One thing I’ve heard from a variety of sources is this responsibility and associated guilt are pretty recent on the anthropology timeline. With apologies to the Brady Bunch, parents typically didn’t spend as much time with their kids a generation ago. Mine certainly didn’t.
This paradigm of two employed parents who read Emily Oster books, leave work at 3:45 on Wednesdays and 3:25 on Thursdays to take the kids to swimming and art classes, and make time to play with them morning and night is new and possibly unnatural.
Some believe we’re built to raise children in villages. Dropping them off at Montessori school for eight hours a day indeed feels quite right. I wonder how much more team support is optimal.
We’re lucky to have four grandparents, but it’s tough to get a read on how much we should be asking of them. One set will say they’re happy to watch the kids even if they’re not. The other will say they don’t want to watch them, even if they do, which they might not. Both sets have health challenges. And our siblings are astoundingly worthless when it comes to childcare help, not that I blame them.
So back to the nanny and the pool. The peculiarity of that setup might be offset by its efficiency. Conserving the mom’s energy for the home stretch in the evening makes sense. The village can be outsourced, as is the case with school.
The concept of a nanny always felt foreign to me, something far off in the rich white country club category. That’s probably another subtle sign of my age. Nannies seem pretty common at our kids’ school in 2024, although the high tuition is unlikely to draw socioeconomic diversity.
Our Asian friend said their Brazilian nanny was a game-changer. I can see that. The difference between being in a doting father mindset and wanting to hide from the family in a witness protection program can be small, sometimes just like 45 quiet minutes to myself to regroup.
For example, picking up the kids from school depletes my dad tank. I’m compelled to talk to numerous adults and children because my people-pleasing complex overrides my introversion. I somehow have to carry eight things even though they have backpacks. Last week I mixed up my toddler’s dirty clothes bag with someone else’s and saw underwear almost the size of mine with a tennis-ball-sized aurora where a turd had dropped. I almost vomited into it.
My kids run around the halls and lobby like it’s a circus, and I’m the bumbling clown trying to corral them. Yes, the judgment here falls on my bad parenting and not them.
Teachers leaving for the day 20 minutes after we said goodbye to them laugh when they see me still out front waiting for my sons to tire of playing with sticks. Then I bake in the Texas sun while trying to coax them into their car seats and endure a mild heart attack making a left turn at an intersection that badly needs a traffic light during rush hour.

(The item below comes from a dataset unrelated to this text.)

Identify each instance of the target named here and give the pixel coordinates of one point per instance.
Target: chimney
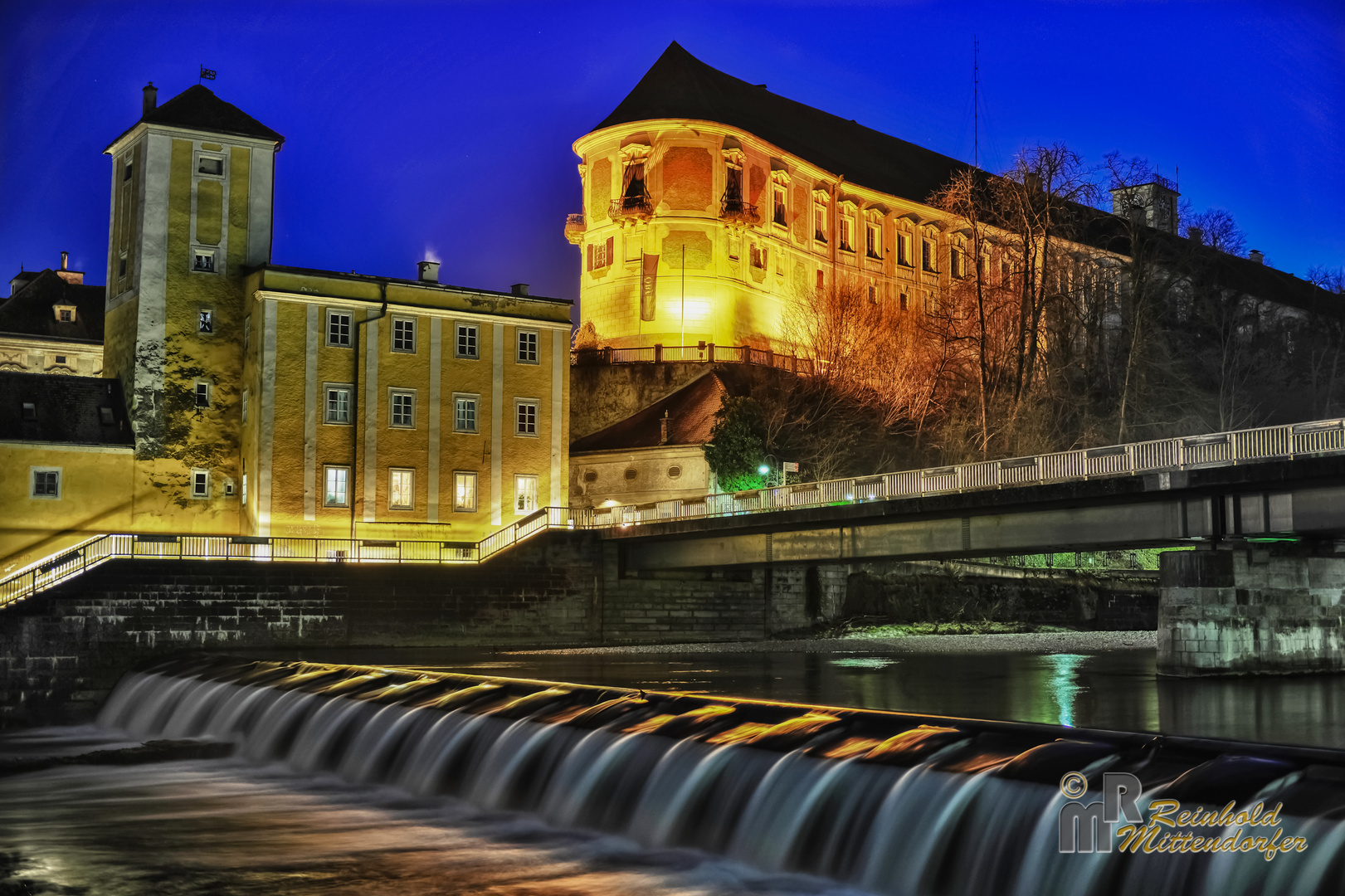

When I get home, sometimes after taking them to the grocery store which is another blood pressure-spiking event, I am not eager to play with the kids. I need a breather.
Now if a nanny handled pickup, I would be eager to stop working and wait for them by the garage door with fedora in hand. The same goes for bathtime or getting them ready to go somewhere. Even just being able to sleep in for a morning significantly improves my ability to be wholly focused on my kids for longer.
The idea is to get breaks between sprints rather than sprinting a marathon and faltering. I don’t understand how single parents do it, how the math adds up. I wish they all had nannies. Whereas before I had some preconceived notions about rich folks offloading parenting duties, I’ve learned somewhat counterintuitively enlisting more caretakers can increase net quality time.